I am currently an Undergraduate Economics major at UMass Amherst. I will be graduating a year early (next year) due to AP credits, but I am enrolled in an accelerated masters in Public Policy program, so I will be at UMass for an additional year to get my masters after (4 years total between undergrad and grad). I currently have a 3.9 GPA, and am looking to potentially raise it to around a 3.93 by the time I graduate. For the time being, I am going to assume that I will perform well on the LSAT (I’m particularly strong in logic based thinking- having done extremely well in courses like Game Theory).

In the way of my resume, I am a bit lacking. I held a tutoring job this past year (two semesters), but left the job at the end of the year due to limited hours. I am not involved in any clubs, but I am a founding father and secretary of a fraternity on campus. I also work at the dining hall serving food and scrubbing dishes since last semester, and plan to continue there next year. I was also on the winning team of the Undergraduate Economics Club Debate this past year (although I am not in the club), and was named the recipient of two scholarships for academic excellence in Economics (both were awarded by committees, I didn’t apply for them).

Law schools care about GPA and LSAT and not any of that other stuff (except Yale). Your GPA is good but you don’t have an LSAT score, so there’s no way to chance you.

And Stanford. (With a small class, they can be picky, too.)

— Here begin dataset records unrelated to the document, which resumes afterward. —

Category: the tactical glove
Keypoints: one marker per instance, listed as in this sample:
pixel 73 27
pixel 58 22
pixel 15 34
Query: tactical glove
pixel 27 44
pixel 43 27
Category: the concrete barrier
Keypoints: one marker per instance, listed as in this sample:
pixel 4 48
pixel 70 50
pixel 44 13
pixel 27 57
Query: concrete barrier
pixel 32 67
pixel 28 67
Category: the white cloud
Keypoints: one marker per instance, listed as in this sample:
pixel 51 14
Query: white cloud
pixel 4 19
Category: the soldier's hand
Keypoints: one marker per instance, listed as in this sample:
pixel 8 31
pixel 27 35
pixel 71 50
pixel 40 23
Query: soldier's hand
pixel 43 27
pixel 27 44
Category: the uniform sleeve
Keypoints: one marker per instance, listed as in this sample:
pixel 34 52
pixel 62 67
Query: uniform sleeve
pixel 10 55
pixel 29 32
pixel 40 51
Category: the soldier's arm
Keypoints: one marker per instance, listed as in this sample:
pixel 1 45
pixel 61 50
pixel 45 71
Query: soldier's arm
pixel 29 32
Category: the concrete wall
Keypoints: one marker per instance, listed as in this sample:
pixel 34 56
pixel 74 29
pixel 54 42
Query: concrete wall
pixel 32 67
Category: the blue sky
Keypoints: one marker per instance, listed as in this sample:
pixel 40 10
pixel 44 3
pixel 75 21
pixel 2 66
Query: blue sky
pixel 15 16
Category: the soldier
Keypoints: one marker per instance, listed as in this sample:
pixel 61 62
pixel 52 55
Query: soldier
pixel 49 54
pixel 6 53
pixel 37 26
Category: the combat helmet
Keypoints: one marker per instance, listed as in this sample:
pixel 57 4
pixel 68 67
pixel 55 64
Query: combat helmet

You’ll need a high LSAT score and it would be best if you do some activities that show you following a life passion that will sync with your law degree. For example, if you want to use your law degree to save starving children, you should be volunteering at a children’s rights organization or group. As this week’s New York Times showed, the top law schools are doing just fine, as are their students and top graduates of other good schools, and so you shouldn’t rely on a top GPA and a top LSAT score alone.